Monitoring data in the WBSN are uploaded and fused step by step, the data contain a large amount of privacy information related to personal health conditions, once some nodes in the sensing network are invaded maliciously, the sensitive privacy information is possibly monitored, the monitoring data fusion is abnormal, a monitoring data security disaster which is difficult to estimate is caused, and the trust of a user on remote medical care and health monitoring based on the wireless sensor network technology is influenced. In order to improve the safety of data fusion in a wireless sensor network, a low-energy-consumption data fusion privacy protection algorithm based on a wireless body area network is provided, and the privacy protection of personal monitoring data is improved on the premise of reducing the data redundancy of sensor nodes in a WBSN (wireless data network) and the communication traffic of a sensing network.
Disclosure of Invention
the invention aims to provide a data acquisition and analysis system based on a wireless body area network and a low-energy-consumption data fusion privacy protection algorithm, so as to solve the problems in the background technology.

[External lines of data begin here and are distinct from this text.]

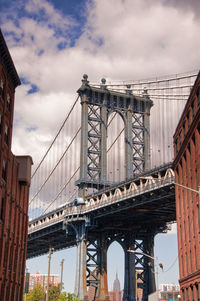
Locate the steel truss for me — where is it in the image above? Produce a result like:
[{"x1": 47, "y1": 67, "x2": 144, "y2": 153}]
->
[{"x1": 76, "y1": 75, "x2": 153, "y2": 198}]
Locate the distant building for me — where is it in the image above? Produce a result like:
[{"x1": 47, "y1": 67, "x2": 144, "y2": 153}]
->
[
  {"x1": 0, "y1": 30, "x2": 32, "y2": 301},
  {"x1": 148, "y1": 284, "x2": 180, "y2": 301},
  {"x1": 109, "y1": 273, "x2": 123, "y2": 301},
  {"x1": 113, "y1": 273, "x2": 120, "y2": 292},
  {"x1": 174, "y1": 73, "x2": 200, "y2": 301},
  {"x1": 29, "y1": 272, "x2": 59, "y2": 291}
]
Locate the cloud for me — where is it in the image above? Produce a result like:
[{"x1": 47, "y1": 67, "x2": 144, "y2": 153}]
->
[{"x1": 1, "y1": 0, "x2": 200, "y2": 172}]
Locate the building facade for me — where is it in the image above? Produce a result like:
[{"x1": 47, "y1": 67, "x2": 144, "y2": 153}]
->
[
  {"x1": 0, "y1": 30, "x2": 32, "y2": 301},
  {"x1": 174, "y1": 73, "x2": 200, "y2": 301},
  {"x1": 148, "y1": 284, "x2": 181, "y2": 301},
  {"x1": 29, "y1": 272, "x2": 59, "y2": 291}
]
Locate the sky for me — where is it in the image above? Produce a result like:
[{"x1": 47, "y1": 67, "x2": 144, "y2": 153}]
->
[{"x1": 0, "y1": 0, "x2": 200, "y2": 292}]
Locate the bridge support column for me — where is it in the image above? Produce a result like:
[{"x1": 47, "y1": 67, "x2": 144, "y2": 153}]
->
[
  {"x1": 78, "y1": 89, "x2": 88, "y2": 198},
  {"x1": 123, "y1": 241, "x2": 136, "y2": 301},
  {"x1": 74, "y1": 222, "x2": 88, "y2": 300},
  {"x1": 100, "y1": 101, "x2": 108, "y2": 181},
  {"x1": 95, "y1": 234, "x2": 109, "y2": 301}
]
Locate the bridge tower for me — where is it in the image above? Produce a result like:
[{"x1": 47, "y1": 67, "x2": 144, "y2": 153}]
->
[{"x1": 72, "y1": 75, "x2": 155, "y2": 301}]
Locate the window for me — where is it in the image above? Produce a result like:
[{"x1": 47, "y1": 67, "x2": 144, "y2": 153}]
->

in order to achieve the above object, the present invention provides a data acquisition and analysis system based on a wireless body area network, which includes a data acquisition node electrically connected to a data monitoring device and configured to receive data from the monitoring device, a data transmission node electrically connected to the data acquisition node and configured to perform noise filtering and first-level data fusion calculation, and a data analysis node in signal connection with the data transmission node and configured to perform final data fusion analysis calculation.

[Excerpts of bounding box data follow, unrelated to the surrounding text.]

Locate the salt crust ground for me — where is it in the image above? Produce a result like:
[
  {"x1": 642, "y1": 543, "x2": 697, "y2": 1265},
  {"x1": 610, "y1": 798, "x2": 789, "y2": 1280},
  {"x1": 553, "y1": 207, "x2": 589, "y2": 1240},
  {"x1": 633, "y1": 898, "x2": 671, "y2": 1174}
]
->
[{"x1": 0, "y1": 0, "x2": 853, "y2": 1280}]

In the scheme, the monitoring data of the data monitoring equipment is received through the data acquisition node and is periodically transmitted to the upper-level data transmission node through the wireless communication network; the data transmission node collects multi-modal monitoring data, carries out noise data filtering, carries out data fusion calculation of a first level according to the data type, and uploads the calculation result to the data analysis node; and the data analysis node acquires the primarily processed monitoring data information and performs final data fusion calculation.
The invention also provides a low-energy-consumption data fusion privacy protection algorithm based on the wireless body area network, which is realized by adopting a data acquisition and analysis system based on the wireless body area network, and the algorithm specifically comprises the following steps:
S1, abstracting the wireless body area network into a tree network with a three-layer structure;
S2, reducing data flux and energy consumption by using a data fusion algorithm of repeated reduction factors;
And S3, improving data privacy protection by using fragment transmission and a random key distribution mechanism.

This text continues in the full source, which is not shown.